Thursday, November 20, 2014

Tofu Anyone? Hubris, Architecture, and Voting





I've seen law professors take on all kinds of tasks better left to others. Among those was how to design a law building. Another is how to decide what to serve at lunch. For example, on the lunch issue suppose there are 60 people with all kinds of preferences and 60 different food choices. Would it make sense to have each person vote for 5 choices and then serve the 5 top vote getters?  People who know about cycling, preferences, and rigging know this will likely tell you very little about what preferences really are. First though Rather than 60, let's say there are 3 choices and 3 people. The choices are roast beef, chicken, and soup.

Person one ranks them like this: roast beef>chicken>soup
Person two: chicken >soup>roast beef
Person three: soup>roast beef> chicken.

If everyone gets one vote, it is a three way tie. So how do you rig this to get where you want to go if you personally favor roast beef. First you ask a vote who wins between chicken and soup. The answer is chicken. Now who wins between roast beef and chicken. The answer is roast beef. Having the power to determine how the vote is to be conducted gives the "authority" to determine the outcome.

How else can being the "authority" who determines how people are polled dictate outcomes? Let's say there are 7 choices for lunch and 10 people voting and they each get to vote for (but not rank) their top two. That's 20 votes in total and it comes out like this:

Roast beef - 4
Tofu (gads!) -4
chicken -3
tuna -3
beanie weenie -3
cheese -2
PB&J -1

Clearly the faculty prefers Roast beef and tofu. Right? Just hold on a bit. Actually 60% prefer anything other than tofu and 60%  are saying "Please God anything but roast beef, it made us really sick the last time we had it."  If you knock out cheese, beanie weenie, and PB&J and revote, roast beef and tofu may well fall off the list completely.  In fact, if you do not do that, those voters are, in an sense, disenfranchised and you really do not know much at all about preferences.  This is all a middle school level of understanding and why even in places like Louisiana there are run offs.
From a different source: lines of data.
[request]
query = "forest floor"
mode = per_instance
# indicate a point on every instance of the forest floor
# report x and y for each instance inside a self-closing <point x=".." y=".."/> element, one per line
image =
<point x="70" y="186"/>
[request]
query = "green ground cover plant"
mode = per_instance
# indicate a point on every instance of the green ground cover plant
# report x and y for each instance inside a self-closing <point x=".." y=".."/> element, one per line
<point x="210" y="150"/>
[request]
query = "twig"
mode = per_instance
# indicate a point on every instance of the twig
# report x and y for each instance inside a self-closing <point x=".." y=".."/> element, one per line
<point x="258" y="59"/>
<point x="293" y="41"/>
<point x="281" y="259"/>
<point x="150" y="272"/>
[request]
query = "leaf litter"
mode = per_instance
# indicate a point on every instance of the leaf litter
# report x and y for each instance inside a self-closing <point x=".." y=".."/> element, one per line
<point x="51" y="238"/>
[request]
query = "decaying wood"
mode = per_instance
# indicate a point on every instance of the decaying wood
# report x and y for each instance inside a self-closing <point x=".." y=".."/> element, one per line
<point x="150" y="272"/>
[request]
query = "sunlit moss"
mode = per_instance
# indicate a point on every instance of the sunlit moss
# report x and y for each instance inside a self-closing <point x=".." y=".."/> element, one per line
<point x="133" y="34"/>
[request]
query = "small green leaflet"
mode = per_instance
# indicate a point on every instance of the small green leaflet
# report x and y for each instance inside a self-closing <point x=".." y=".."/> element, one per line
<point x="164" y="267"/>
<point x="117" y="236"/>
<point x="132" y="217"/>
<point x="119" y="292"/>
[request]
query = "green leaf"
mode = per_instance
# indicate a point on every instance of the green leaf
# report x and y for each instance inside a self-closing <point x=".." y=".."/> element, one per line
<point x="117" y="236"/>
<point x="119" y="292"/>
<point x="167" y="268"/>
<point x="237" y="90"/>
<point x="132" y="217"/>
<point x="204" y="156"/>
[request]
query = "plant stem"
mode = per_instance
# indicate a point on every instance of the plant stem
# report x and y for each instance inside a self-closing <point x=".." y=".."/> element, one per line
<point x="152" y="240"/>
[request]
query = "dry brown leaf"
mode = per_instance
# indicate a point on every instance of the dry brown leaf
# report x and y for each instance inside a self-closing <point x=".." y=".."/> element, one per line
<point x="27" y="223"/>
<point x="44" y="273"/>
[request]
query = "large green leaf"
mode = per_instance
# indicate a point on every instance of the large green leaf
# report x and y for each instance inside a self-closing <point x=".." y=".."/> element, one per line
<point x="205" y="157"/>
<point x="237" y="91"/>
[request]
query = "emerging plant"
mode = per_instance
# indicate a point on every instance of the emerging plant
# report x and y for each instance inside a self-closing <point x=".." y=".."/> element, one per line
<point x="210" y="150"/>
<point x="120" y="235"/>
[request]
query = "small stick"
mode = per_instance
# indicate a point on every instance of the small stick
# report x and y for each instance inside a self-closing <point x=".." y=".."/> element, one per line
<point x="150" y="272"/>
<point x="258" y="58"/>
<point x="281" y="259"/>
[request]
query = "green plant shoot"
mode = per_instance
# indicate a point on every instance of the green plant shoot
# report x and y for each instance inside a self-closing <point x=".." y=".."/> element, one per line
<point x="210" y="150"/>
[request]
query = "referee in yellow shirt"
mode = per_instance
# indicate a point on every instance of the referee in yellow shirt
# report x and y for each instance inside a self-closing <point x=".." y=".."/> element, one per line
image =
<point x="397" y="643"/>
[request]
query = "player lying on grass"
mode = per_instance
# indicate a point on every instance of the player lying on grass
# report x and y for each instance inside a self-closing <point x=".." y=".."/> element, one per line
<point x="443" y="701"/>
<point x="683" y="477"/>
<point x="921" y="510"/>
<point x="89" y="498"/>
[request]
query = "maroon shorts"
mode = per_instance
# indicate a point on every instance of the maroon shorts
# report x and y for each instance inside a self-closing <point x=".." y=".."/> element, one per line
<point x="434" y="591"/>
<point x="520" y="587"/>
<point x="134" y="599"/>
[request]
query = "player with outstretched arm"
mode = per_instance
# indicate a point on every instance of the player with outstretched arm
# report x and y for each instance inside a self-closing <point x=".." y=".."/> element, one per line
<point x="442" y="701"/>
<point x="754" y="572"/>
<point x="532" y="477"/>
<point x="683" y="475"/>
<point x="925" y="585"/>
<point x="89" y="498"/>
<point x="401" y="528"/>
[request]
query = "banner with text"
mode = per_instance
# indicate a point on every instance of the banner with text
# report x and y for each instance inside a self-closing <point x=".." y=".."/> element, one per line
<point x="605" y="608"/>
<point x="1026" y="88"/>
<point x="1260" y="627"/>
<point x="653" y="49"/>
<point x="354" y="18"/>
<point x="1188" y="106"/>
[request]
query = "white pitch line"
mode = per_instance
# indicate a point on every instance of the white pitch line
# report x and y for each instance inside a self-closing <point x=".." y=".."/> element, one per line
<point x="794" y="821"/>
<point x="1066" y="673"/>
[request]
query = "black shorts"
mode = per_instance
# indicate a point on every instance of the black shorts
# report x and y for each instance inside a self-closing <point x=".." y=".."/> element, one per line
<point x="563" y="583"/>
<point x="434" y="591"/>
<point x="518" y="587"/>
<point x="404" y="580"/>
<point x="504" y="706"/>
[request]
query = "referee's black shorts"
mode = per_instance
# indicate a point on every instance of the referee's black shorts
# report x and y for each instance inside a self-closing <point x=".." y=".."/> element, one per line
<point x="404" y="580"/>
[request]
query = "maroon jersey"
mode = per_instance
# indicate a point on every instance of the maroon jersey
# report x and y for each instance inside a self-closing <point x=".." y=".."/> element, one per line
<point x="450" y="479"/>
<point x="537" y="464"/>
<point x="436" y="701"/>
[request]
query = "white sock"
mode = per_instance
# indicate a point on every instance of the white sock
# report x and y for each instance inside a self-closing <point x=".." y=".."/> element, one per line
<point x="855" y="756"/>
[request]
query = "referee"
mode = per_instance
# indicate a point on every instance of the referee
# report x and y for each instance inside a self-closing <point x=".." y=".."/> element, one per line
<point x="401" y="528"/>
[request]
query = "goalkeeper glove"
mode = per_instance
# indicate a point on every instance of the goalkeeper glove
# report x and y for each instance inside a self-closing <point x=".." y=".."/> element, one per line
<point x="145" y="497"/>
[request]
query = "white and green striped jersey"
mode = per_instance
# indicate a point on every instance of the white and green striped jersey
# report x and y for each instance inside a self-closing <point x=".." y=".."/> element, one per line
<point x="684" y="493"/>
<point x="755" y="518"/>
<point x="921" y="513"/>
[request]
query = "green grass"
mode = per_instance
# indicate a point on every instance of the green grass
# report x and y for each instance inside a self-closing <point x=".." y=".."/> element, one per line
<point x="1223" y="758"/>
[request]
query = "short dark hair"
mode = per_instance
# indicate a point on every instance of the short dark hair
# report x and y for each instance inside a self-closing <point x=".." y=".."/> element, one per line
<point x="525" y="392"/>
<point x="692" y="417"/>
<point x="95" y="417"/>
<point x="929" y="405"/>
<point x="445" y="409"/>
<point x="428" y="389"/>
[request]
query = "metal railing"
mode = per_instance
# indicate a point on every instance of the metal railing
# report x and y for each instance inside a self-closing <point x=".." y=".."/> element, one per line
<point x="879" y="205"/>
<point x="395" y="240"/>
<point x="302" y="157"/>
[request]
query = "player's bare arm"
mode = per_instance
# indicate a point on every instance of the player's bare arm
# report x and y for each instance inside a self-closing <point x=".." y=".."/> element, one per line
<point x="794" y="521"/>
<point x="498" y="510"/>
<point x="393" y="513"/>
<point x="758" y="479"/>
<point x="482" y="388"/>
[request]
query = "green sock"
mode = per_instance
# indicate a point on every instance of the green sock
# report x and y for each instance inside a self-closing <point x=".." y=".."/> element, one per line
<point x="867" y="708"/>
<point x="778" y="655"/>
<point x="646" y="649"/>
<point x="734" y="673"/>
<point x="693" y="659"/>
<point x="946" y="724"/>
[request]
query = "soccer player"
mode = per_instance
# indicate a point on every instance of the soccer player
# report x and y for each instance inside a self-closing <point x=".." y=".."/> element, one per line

So what would be the rationale for not having a run off? I  can think of three: 1) you do not care what people want, 2) you do not understand how imprecise one ballot can be in gauging preferences when there are many votes and many choices, or 3) you have a hunch you can deliver 4 roast beef votes but no more and you are worried about the outcome of a second ballot. In the case of law professors, it could be any three.







2 comments:

Anonymous said...

Runoffs don't help these problems. Arrow's theorem and its consequences apply to an incredibly broad range of aggregation methods.

Jeffrey Harrison said...

That is why the second example is not arrow's impossibility theorem.